Despite the requirement for ZIP4 under normal conditions, the phenotypes associated with its loss in humans and mice can be reversed by zinc supplementation, suggesting the presence of additional dietary zinc uptake pathways in mammals that can partially compensate for the absence of ZIP4 (Geiser et al., 2013b, Moynahan, 1974). However, to date no such alternative pathways have been identified. ZIP5 was hypothesised for this role, however it was found to have a basolateral membrane localisation in intestinal cells, suggesting a role in zinc sensing and excretion rather than dietary uptake in the enterocytes (Geiser et al., 2013a, Wang et al., 2004b).

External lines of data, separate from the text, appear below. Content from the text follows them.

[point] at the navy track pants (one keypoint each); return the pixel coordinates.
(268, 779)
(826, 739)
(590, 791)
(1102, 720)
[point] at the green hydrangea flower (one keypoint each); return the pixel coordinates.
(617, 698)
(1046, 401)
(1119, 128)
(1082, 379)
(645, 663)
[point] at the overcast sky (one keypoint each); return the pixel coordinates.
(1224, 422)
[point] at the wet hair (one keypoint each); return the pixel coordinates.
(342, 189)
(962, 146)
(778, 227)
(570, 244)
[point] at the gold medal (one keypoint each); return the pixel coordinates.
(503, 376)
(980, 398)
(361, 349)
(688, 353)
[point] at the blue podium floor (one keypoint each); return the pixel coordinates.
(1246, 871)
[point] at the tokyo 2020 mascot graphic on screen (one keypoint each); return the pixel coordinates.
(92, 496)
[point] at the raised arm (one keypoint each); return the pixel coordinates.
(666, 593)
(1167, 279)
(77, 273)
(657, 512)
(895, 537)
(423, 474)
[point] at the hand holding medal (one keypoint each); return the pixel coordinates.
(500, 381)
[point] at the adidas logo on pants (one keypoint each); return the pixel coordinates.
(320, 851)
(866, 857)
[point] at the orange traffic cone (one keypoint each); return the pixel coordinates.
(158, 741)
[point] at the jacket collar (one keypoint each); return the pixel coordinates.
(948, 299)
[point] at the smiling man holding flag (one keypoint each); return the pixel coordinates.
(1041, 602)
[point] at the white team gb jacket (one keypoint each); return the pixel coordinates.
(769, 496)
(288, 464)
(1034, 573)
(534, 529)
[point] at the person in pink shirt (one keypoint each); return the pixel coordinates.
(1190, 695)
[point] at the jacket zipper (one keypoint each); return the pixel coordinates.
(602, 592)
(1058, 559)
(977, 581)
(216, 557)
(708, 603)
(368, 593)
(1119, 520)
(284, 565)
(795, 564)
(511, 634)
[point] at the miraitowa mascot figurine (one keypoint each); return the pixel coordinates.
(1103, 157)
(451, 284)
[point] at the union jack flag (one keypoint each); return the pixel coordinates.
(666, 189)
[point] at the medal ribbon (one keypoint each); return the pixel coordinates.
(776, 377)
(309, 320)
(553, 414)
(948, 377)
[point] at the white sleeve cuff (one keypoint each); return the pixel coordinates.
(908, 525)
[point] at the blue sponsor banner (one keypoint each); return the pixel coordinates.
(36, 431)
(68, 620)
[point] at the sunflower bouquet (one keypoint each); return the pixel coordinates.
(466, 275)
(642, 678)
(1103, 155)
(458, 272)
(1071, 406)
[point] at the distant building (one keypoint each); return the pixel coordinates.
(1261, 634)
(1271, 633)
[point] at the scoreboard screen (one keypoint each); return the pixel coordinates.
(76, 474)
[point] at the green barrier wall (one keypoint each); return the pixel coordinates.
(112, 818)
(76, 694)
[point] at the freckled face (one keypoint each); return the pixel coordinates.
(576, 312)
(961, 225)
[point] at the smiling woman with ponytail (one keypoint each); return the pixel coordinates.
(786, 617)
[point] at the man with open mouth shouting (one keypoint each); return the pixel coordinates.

dZIP42C.1 (dZIP1) and dZIP42C.2 (dZIP2) are two of four highly conserved Drosophila homologs of mammalian ZIP1, ZIP2 and ZIP3 and have been proposed to encode the chief dietary zinc uptake transporters in the fly midgut (Qin et al., 2013). The midgut-specific knockdown of dZIP42C.1 alone does not result in any phenotype, however knockdown of dZIP42C.2 results in a sensitivity to zinc-depleted media. The combinatorial knockdown of these two genes results in decreased alkaline phosphatase activity (a proxy measure of zinc status) and almost complete lethality on zinc-depleted media, highlighting the importance of these two genes in zinc-deficient conditions.

To date, only dZIP42C.1 and dZIP42C.2 have been implicated in dietary zinc uptake in Drosophila. However, the lethality that results from the dual knockdown of these two genes is only apparent under conditions of zinc deficiency, implying that alternative mechanisms are in place for dietary zinc uptake in Drosophila as well. Based on protein sequence homology, dZIP42C.1 and dZIP42C.2 cluster with dZIP89B and dZIP88E to form a highly conserved clade (Lye et al., 2012). This study explores the potential for dZIP89B to provide an additional zinc uptake pathway in Drosophila. Previous work on dZIP89B has demonstrated that it encodes a protein that when over expressed displays mostly apical membrane localisation and acts to increase cytosolic zinc levels (Dechen et al., 2015, Lye et al., 2013). The evidence presented in this study indicates that dZIP89B may be acting as a constitutive, low-affinity zinc transporter in the Drosophila intestine, working together with dZIP42C.1 and dZIP42C.2 to ensure adequate zinc supply under a range of dietary conditions.